Tuesday, September 16, 2008

Damsel in distress

Once upon I was a woman who was capable of doing things herself. These days I have given up on my independence and have become part of a larger mechanism called society in which every person has its role. So don’t even think about doing someone else’s job, but give it to that person for a certain price. It’s a class system in a way, but since it helps people to make money I can’t be bothered that much. Gender roles are very clear in this system.

Last night my car broke down. The clutch was not responding at all and there I was, on the slope outside a supermarket, helpless and all. As a damsel in distress I beckoned some guy over (yes, beckoning was new for me too!) and in a bit of a helpless tone I said “it’s not working” and The Man took over. Before I knew it I was taken to the mechanic. My saviour negotiated with me shielded off by a hedge (since my skin colour would be bad for negotiations) and we returned to my car together with two (!) mechanics. My saviour accepted no money for his help (although I did give him, of course; I’m not THAT cruel) but we soon learned that some spare parts were needed urgently. Thank God, I thought, because here people tell you to drive with your car falling apart (a normal occupation of drivers on the road) whereas I actually prefer to drive in a car with working clutch and brakes. Call me old-fashioned.

Anyway, I decided to call on a friend to help me, and saviour no 1 took off. My friend then took over and added a capital letter to Saviour. Driving about finding spare parts, negotiating in several languages, keeping me company, explaining what exactly was wrong with my car (men are never more pleased than when they can impress us poor women with technical knowhow), pushing my car to a place where it could be fixed, etc etc. All that while I was there, the fraudster, the damsel in distress who was tired after a long day of work and way too happy that other people took over while she was looking helpless and just a tad more stupid than she actually was.

I felt it was like Adam & Eve all over, confirming gender stereotypes I never supported in the first place. Why? Because it was easy. Because it makes men so happy if women seem helpless and let them feel All Important. Because people like to operate from the pidgin holes they think they are (put) in.

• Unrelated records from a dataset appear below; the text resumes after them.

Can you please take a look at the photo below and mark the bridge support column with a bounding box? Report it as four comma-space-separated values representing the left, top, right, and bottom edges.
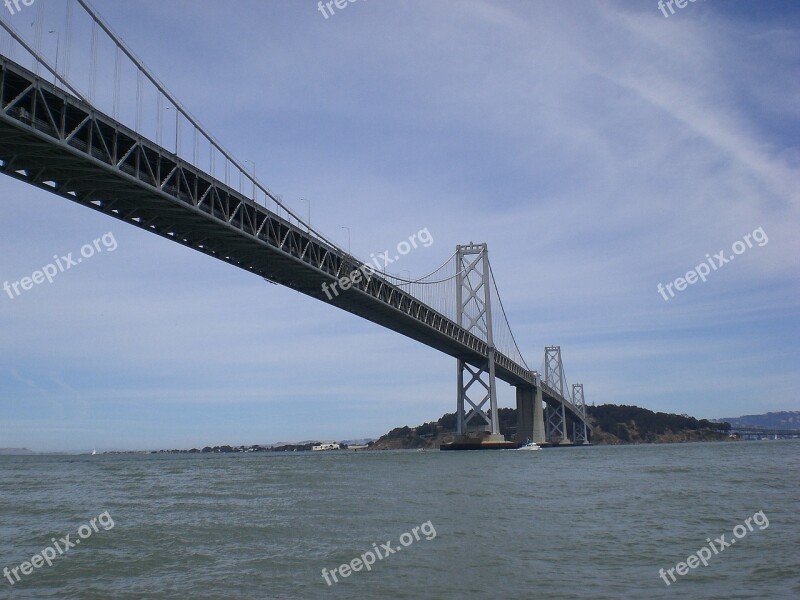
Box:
456, 244, 505, 442
544, 346, 572, 444
517, 386, 547, 444
572, 383, 589, 444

My car works again and I feel I should do something really feminist today. I don’t know, like telling all these women here that men might get married for their own comfort, for being cooked for for the rest of their lives, but that women should do the same. Think of themselves. Funnily, by thinking of myself and by doing nothing, by thinking that the damsel-in-distress act could give me a functioning car without much trouble on my own part, I actually reinforced the ancient-old system.

Perhaps it’s just a bit of a comfort that the person cleaning my house and doing my laundry (and especially ironing it!) is, in fact, a man.

2 comments:

Unknown said...

Mooi verhaal :-)

De amre donder! Ik bedoel dan de Hondakoppeling, die anders dan gebruikelijk er vroeg mee stopt; dat arme ding moet aardig wat stampwerk te verwerken hebben gehad ...

Unknown said...

Oh my God Thessa reading your Blog makes me sooooo happy! You truly have a gift there of writing in a way that is funny and painfully true! Thank you! Two big thumbs up!!!